Winner of the Caldecott Medal 2018, Wolf In The Snow is a tale of a little girl who rescues a lost wolf cub in a snowstorm and who, shortly afterwards, finds the wolves rescuing her. It has the feel of a modern-day Aesop’s fable, such as The Lion and the Mouse, where one selfless act of kindness prompts a similarly generous action in return.

There are also overtones of the fairy tale Little Red Riding Hood, as the red-coated girl has a direct confrontation with a wolf in a forest far from home. But in this 21stcentury version the traditional tale is given a contemporary twist, as this is a female wolf and she and the rest of her pack turn out to be the heroes rather than the villains of the story.

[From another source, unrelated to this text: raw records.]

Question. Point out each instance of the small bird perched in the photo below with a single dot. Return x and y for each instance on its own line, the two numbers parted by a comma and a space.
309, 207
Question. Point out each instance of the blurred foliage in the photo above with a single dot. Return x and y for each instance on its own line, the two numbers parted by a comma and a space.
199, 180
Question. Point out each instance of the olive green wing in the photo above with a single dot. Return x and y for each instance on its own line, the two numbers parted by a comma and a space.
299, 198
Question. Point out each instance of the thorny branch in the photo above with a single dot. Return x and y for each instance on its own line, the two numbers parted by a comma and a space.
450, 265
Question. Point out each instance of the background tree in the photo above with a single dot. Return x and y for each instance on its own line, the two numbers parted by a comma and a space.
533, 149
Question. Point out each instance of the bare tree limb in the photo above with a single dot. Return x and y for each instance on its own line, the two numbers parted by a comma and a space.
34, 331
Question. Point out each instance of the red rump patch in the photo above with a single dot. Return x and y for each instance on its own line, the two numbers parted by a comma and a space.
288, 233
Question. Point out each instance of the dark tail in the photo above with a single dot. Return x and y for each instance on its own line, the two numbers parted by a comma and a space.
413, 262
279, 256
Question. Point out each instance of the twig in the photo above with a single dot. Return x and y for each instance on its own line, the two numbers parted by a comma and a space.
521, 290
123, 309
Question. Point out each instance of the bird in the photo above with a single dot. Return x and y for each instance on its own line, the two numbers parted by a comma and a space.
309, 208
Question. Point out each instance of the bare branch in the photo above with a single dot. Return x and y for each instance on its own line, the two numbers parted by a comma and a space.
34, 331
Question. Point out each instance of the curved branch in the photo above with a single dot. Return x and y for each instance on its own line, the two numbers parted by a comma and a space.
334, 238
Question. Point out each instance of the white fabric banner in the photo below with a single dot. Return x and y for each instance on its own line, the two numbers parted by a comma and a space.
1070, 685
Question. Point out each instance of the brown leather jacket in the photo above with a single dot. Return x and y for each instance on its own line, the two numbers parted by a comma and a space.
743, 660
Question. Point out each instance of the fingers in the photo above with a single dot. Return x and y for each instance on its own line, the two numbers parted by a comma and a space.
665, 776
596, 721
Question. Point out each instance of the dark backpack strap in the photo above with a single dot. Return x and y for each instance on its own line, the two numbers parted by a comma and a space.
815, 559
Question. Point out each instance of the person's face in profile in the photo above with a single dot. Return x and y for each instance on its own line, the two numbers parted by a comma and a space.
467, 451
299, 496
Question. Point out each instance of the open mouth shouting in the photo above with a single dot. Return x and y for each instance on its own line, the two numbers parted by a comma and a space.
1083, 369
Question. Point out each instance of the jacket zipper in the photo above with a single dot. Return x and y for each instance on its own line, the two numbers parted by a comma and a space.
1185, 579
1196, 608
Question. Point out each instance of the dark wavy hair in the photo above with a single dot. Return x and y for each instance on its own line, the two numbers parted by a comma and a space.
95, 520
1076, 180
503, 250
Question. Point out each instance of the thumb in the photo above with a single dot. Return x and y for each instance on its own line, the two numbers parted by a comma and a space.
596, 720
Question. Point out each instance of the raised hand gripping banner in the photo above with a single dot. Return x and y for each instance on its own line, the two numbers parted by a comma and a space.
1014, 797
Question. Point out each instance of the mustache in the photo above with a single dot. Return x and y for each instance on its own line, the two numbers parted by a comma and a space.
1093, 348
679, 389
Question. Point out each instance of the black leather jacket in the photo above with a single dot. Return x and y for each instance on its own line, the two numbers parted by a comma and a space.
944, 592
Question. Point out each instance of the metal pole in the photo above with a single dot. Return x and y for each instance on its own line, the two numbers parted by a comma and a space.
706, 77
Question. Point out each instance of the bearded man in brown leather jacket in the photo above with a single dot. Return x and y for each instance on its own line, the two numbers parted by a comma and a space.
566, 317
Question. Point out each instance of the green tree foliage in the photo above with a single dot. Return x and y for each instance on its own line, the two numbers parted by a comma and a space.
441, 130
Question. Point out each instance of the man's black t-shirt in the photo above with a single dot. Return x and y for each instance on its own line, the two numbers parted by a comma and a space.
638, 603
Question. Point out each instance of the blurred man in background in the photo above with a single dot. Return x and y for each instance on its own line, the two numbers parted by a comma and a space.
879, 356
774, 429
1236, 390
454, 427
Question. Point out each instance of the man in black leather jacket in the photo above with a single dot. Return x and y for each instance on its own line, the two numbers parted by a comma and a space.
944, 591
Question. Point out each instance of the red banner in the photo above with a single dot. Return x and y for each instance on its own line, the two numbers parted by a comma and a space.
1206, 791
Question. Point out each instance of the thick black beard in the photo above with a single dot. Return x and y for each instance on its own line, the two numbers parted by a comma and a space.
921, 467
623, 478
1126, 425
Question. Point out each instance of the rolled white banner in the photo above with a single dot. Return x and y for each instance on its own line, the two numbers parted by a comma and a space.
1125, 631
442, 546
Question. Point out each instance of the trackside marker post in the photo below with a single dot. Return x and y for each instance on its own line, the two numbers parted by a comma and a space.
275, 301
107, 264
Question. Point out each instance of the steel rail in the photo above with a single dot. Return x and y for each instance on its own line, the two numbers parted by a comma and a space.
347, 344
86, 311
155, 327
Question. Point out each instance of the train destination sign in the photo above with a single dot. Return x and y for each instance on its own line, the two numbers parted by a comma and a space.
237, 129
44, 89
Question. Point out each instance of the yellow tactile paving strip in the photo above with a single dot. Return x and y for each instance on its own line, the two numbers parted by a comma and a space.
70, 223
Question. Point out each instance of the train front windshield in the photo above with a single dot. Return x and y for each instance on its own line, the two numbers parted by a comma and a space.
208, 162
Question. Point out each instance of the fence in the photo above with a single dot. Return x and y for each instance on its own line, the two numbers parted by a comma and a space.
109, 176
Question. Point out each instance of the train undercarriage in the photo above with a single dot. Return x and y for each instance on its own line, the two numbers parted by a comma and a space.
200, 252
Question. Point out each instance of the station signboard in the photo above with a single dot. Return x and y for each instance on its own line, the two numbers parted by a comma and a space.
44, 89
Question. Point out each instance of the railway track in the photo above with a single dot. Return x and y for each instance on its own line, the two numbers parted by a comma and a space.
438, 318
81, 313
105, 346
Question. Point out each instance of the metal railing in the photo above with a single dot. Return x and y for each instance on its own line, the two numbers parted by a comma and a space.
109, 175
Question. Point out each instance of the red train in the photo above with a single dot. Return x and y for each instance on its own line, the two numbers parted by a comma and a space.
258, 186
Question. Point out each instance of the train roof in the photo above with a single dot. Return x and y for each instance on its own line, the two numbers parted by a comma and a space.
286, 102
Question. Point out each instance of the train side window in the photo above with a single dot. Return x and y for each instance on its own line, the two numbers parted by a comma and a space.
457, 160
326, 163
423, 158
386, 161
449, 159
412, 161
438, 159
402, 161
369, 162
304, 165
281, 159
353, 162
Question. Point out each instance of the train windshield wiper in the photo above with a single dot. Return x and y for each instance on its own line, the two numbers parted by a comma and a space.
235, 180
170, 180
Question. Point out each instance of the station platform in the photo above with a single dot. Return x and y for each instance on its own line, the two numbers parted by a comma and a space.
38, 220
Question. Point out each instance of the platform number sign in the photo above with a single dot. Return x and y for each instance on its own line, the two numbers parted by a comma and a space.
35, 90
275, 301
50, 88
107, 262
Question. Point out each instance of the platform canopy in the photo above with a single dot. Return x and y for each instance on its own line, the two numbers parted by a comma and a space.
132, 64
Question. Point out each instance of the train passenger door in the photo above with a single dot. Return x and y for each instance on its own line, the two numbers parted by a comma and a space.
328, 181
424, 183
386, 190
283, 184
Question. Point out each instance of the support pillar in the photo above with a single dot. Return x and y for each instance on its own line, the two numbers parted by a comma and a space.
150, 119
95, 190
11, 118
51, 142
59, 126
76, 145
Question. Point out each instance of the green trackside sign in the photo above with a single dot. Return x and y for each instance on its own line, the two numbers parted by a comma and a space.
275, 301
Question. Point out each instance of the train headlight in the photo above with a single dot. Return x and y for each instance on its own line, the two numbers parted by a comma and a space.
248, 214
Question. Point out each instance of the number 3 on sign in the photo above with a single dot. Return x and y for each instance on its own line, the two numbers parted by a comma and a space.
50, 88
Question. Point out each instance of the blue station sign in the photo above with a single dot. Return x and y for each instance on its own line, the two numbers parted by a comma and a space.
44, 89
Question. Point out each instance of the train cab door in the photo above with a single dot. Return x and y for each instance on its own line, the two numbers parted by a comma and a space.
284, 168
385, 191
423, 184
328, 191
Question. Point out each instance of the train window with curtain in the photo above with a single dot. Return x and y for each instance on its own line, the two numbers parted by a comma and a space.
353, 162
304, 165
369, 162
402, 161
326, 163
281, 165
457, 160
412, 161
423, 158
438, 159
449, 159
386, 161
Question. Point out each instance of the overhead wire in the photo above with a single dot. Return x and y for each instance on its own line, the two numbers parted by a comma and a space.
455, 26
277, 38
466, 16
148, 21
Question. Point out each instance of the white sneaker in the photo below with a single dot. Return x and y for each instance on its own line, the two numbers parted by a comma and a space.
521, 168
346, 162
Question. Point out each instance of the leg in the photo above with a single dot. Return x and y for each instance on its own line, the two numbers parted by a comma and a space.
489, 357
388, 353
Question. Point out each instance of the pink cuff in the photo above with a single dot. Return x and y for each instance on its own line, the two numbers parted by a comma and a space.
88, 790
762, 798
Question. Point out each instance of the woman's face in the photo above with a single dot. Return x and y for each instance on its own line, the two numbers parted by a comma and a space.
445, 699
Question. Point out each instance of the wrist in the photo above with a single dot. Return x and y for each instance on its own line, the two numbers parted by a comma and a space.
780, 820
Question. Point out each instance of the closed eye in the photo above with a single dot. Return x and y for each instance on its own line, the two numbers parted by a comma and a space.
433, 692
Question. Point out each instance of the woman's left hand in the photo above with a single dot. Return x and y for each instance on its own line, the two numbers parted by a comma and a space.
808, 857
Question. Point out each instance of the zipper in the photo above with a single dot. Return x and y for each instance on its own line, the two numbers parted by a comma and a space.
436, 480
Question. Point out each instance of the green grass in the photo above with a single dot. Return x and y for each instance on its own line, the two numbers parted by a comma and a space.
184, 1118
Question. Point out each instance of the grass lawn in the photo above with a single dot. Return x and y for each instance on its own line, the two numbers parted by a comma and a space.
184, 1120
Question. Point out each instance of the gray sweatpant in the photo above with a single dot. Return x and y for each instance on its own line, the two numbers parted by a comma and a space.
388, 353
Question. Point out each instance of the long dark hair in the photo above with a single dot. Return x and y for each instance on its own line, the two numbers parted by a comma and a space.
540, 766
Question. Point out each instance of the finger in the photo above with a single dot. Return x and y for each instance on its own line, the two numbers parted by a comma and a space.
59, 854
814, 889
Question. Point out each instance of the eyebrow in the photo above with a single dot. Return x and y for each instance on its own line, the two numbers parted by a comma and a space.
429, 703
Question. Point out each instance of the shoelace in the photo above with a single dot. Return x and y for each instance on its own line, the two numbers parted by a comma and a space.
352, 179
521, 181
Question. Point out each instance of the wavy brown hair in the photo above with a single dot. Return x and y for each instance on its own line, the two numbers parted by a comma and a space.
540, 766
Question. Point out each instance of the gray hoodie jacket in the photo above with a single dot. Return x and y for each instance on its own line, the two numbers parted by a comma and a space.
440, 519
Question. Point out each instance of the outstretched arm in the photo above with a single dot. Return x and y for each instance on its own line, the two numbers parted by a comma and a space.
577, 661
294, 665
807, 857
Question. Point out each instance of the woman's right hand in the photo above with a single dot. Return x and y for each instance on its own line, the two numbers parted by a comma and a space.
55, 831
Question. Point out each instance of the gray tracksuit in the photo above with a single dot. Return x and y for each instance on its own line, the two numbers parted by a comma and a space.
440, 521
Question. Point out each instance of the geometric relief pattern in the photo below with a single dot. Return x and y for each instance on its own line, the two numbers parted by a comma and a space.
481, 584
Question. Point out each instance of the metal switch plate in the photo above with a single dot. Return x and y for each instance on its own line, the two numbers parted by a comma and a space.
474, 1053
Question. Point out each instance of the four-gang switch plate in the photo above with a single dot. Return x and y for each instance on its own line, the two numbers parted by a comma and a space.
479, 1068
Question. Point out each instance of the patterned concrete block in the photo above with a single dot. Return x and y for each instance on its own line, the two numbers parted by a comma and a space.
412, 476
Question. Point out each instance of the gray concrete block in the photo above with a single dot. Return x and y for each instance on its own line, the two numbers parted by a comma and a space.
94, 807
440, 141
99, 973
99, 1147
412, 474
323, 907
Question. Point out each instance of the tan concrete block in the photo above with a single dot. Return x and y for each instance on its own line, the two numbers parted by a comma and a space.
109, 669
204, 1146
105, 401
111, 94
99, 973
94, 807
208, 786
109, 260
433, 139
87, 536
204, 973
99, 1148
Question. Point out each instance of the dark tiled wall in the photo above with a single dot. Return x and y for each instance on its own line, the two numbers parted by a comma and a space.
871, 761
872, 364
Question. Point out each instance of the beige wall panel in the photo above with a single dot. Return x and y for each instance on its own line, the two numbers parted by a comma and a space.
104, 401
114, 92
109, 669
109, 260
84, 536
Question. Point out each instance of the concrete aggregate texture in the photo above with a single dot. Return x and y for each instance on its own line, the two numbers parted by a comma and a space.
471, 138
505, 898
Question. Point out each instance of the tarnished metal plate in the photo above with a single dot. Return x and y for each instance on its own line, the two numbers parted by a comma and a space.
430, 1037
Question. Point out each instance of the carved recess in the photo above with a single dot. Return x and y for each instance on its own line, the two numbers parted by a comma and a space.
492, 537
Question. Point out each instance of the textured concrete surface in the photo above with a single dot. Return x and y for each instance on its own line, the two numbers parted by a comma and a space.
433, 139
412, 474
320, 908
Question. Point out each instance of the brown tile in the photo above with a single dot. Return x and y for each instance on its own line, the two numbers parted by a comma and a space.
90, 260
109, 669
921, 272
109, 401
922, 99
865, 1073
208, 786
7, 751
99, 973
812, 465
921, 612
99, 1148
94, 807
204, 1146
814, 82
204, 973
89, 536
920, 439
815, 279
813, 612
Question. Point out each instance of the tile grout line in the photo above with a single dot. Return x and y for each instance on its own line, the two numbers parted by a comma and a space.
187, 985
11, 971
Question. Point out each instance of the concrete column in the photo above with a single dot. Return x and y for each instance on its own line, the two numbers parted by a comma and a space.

There are some words but they are purely onomatopoeic ones, such as ‘huff huff’, ‘whine whine’, ‘hoowwwll’, ‘growwlll’ or ‘screech!’. So we read the story entirely through the pictures, which show various scenes of an isolated snowy landscape as the girl returns home from school. One particularly nice aspect of these is the changing light, as day turns slowly into night over the course of several pages.

The story is bookended with two reassuring images of the child’s cosy home, as seen by looking in through a window. This pair of pictures provides a dramatic contrast to the cold, wild and potentially dangerous outside world that we see in the bulk of the scenes, and they not only restore a sense of security but also provide this moral tale with an image of physical warmth that mirrors the girl’s own spiritual warmth.